Neil napisał w niedzielę, 3
stycznia 2016 o 15:00
Przez ostatnie trzy miesiące
bardzo zaniedbywałem bloga. Właściwie przez ostatnie trzy miesiące bardzo zaniedbałem
wszystko oprócz przewijania dziecka, kąpania dziecka, przypominania sobie słów
starych wierszyków i dbania, żeby Amanda się wysypiała.

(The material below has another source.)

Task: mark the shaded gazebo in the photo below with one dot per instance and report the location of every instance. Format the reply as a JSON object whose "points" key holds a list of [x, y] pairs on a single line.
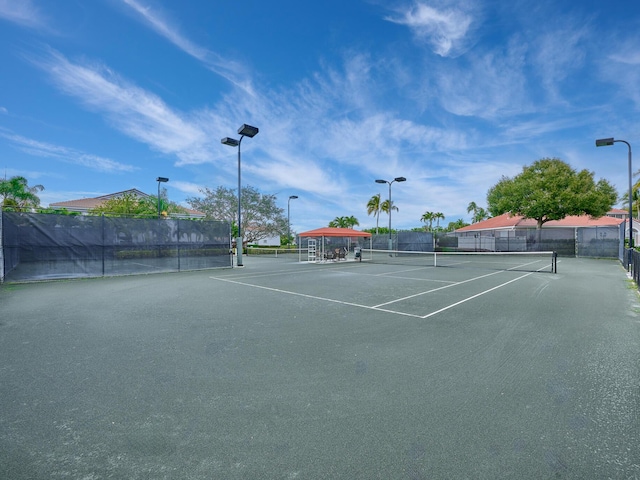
{"points": [[328, 239]]}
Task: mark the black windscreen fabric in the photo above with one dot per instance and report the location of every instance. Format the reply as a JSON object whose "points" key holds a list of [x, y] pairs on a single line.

Ludzie pytają, jakiej fajnej
nowej muzyki słuchałem, a do głowy przychodzi mi tylko Kolejne 50 ponadczasowych piosenek dla dzieci Wally’ego Whytona (które
mieliśmy na winylu, kiedy byłem dzieckiem i niedawno zdobyłem na mp3) i Stare Angielskie Kołysanki
Ellisa/Laycocka/Broadside Band (które wolno mi puszczać tylko, kiedy Amandy nie
ma w pobliżu, choć dziecko usypia momentalnie). Moje zdanie na temat różnych
rodzajów pieluch zdaje się nikogo nie obchodzić (kiedy używamy jednorazowych,
wybieramy bambusowe Andy Pandy, nie! Wróć! Kiedyś byłem interesującym facetem…),
to samo z dziecięcymi ubrankami (jestem ogromnym wielbicielem zapinanych na
magnesy Magnificent Clothes, dzięki którym można wstać w środku nocy i
przewinąć dziecko, bez konieczności budzenia się na tyle, żeby udało się
rozpracować skomplikowane mechanizmy, takie jak zatrzaski, guziki albo rzepy)
albo…
Otóż to. Brak mózgu. Jestem jak
żywa reklama artykułów dla dzieci. Odczuwam dumę, jeśli uda mi się sprawdzić
pocztę albo coś poczytać. Resztę czasu spędzam przewijając dziecko. Które zwykle
zdaje się tym rozbawione.
Skończyłem ogromną korektę
książki, która ukaże się w maju pt. Widok
z tanich miejsc. Będzie to zbiór tekstów non-fiction. Nie znajdzie się tam
każde przemówienie, wstęp i artykuł, jaki napisałem, ale większość ważnych
wystąpień, wszystkie artykuły, z których nadal jestem dumny i wszystkie
przedmowy, które wydawały się być o czymś jeszcze poza samą przedstawianą książką
czy autorem. (Kat Howard ogromnie mi pomogła: przeglądała archiwa, wszystko
przeczytała, jako pierwsza podejmowała decyzje dotyczące tego, co zostawić, a
czego się pozbyć. Potem wzdychała ciężko za każdym razem, kiedy zmieniałem
zdanie albo przypominałem sobie o jeszcze jakimś tekście.)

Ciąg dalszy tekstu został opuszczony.